The PUSH team sponsored an undergraduate research group during 2020-2021, the Pumped Hydro AEE Team. Team members Noah Baliat, Shaelyn Koleber, Alex Wilt, Emilia Fanelli, Steven Sweet, Hayden Augustyniak, and Trevor VanDyke set out to develop a GIS tool to map the areas of highest electrical loads in the United States in comparison with overlays of potential mine sites appropriate for PUSH redevelopment. They also conducted research on similar engineering projects to help in the estimate of CAPEX costs for PUSH construction. The Pumped Hydro team's report became a major part of our report on the Mather Mine. Many of the students continue to make contributions to KETL and PUSH, and you'll see their profiles listed in our People page.

Discovery- and project-based learning are central to Michigan Tech's campus culture. Students love working on real problems, for real clients, in real communities--making a difference today to help shape tomorrow. Pump Underground Storage Hydropower is an ideal example project. Figuring out how to adaptively reuse brownfields in order to fix one of the most pressing needs of the modern world? Solving an economic, environmental, and cultural problem by solving another economic, environmental, and cultural problem? Let's get started!

The Alternative Energy Enterprise (AEE) is a student-run company at Michigan Technological University. The AEE operates several multidisciplinary teams seeking to improve technologies for a sustainable world. Teams work to reduce carbon footprints, develop carbon neutral energies (geothermal, solar, biofuels), and facilitate energy independence in local communities.

AEE members founded Michigan Tech’s Sustainability House, a educational demonstration project and experimental laboratory in the form of a retrofitted 1950s modernist home. The house is currently equipped with a 8.6kWh solar array, dual compost systems, aqua- and hydroponics, and energy-efficient appliances and fixtures, all on the road to a net-zero energy and zero-waste residence.

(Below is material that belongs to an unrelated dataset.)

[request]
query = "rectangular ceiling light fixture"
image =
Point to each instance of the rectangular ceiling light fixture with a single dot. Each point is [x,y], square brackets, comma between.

For more than 20 years, Michigan Technological University's Enterprise Program has been on the forefront of pedagogy, putting real-life experiences at the center of engineering education. Despite the disruptions of COVID19, more that 900 students from 31 different majors worked among 25 different enterprise teams, forming companies sponsored by private donors, grants, and corporate sponsors. These multidisciplinary teams play a significant role at Michigan Tech, since nearly 15% of all campus undergraduates work with a team during their studies.